Das bedeutet aber nicht, dass in diesem Zusammenhang auch die Risiken aus den TARGET2-Forderungen der Bundesbank gestiegen wären. Die TARGET2-Forderungen der Bundesbank bestehen gegenüber der EZB, nicht gegenüber einer einzelnen nationalen Zentralbank.

Solange das Eurosystem unverändert fortbesteht, sind die TARGET2-Salden nicht risikobehaftet. Zudem wäre auch in dem Extremfall, dass ein Land mit hohen TARGET2-Verbindlichkeiten die Währungsunion verlässt, die Höhe der TARGET2-Forderungen der Bundesbank für das damit verbundene Risiko unerheblich.
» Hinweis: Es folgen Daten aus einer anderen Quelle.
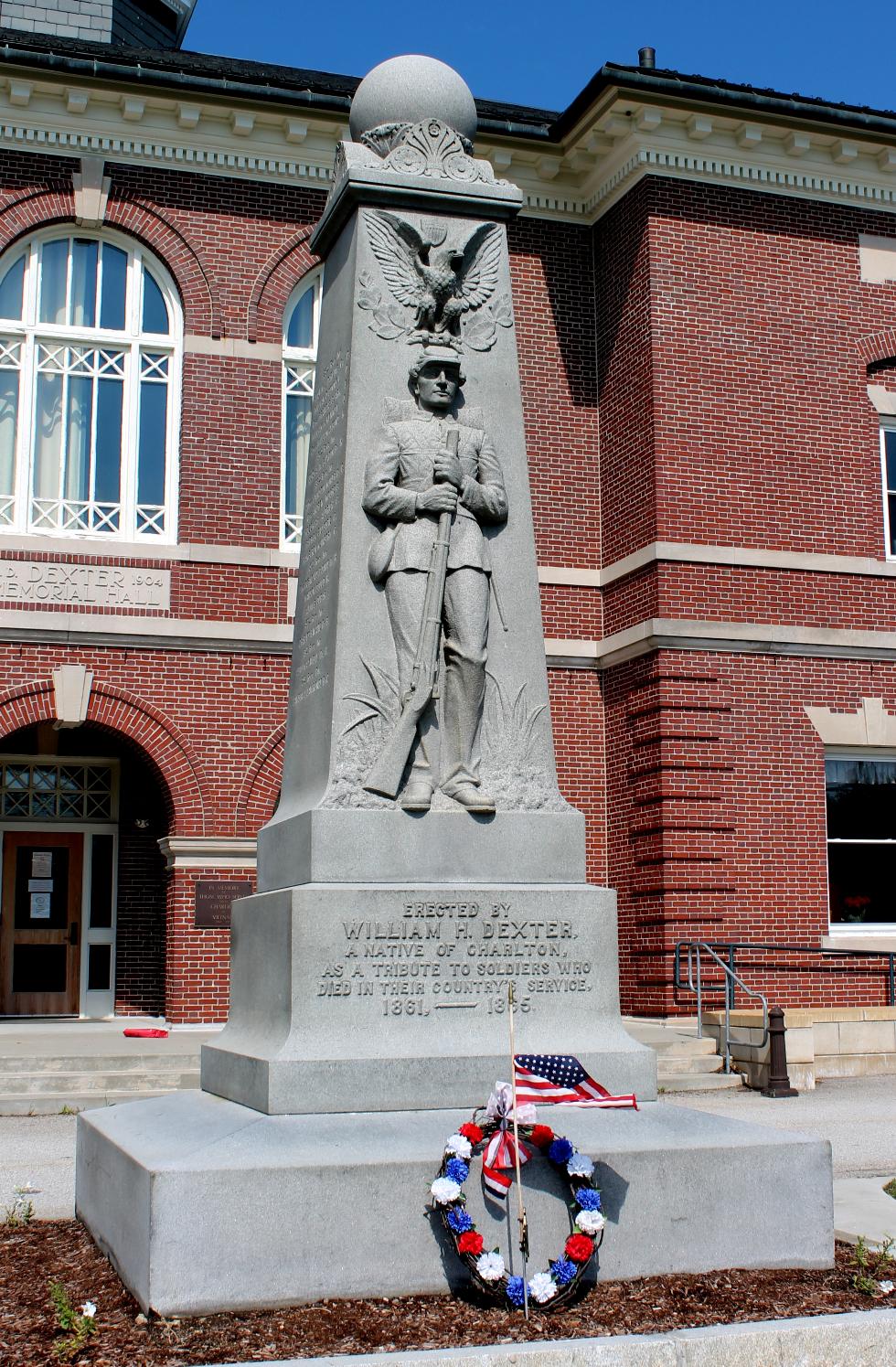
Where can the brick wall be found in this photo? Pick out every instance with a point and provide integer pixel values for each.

Entscheidend für den Ausgleich von TARGET2-Verbindlichkeiten bei einem Austritt aus der Währungsunion wären die Fähigkeit und Bereitschaft der Zentralbank des austretenden Landes, die gegenüber der EZB bestehende Verbindlichkeit zu begleichen.

Die Bundesbank geht vom Fortbestand des Eurosystems in seiner jetzigen Form aus. Der erörterte Fall eines Austritts eines Landes ist rein hypothetisch. Allgemein gilt zudem: Die TARGET2-Salden sind ein Symptom, die Ursachen für ihre Entwicklung liegen außerhalb von TARGET2. Weiterführende Maßnahmen müssen an den Ursachen möglicher Ungleichgewichte ansetzen und aus sich heraus sinnvoll sein.

Zu solchen Maßnahmen zählen insbesondere die Rückführung der Staatsverschuldung, strukturelle Reformen sowie eine Stärkung des Vertrauens in die Solvenz und Widerstandsfähigkeit der Banken. Mittel- bis langfristig dürften sie dann – gewissermaßen als Nebeneffekt – durch die Erhöhung des Vertrauens in die Wirtschaftspolitik im Euroraum zu einer Reduktion der TARGET2-Salden beitragen.

Auch der Ausstieg aus dem Wertpapierankaufprogramm wird voraussichtlich mit einem Rückgang der Forderungen und Verbindlichkeiten innerhalb des Eurosystems einhergehen, sofern zugleich die Zentralbankliquidität insgesamt zurückgeführt wird und der grenzüberschreitende Interbankenmarkt im Eurosystem an Bedeutung gewinnt. Eine weitergehende Integration der Finanzmärkte könnte diesen Prozess beschleunigen.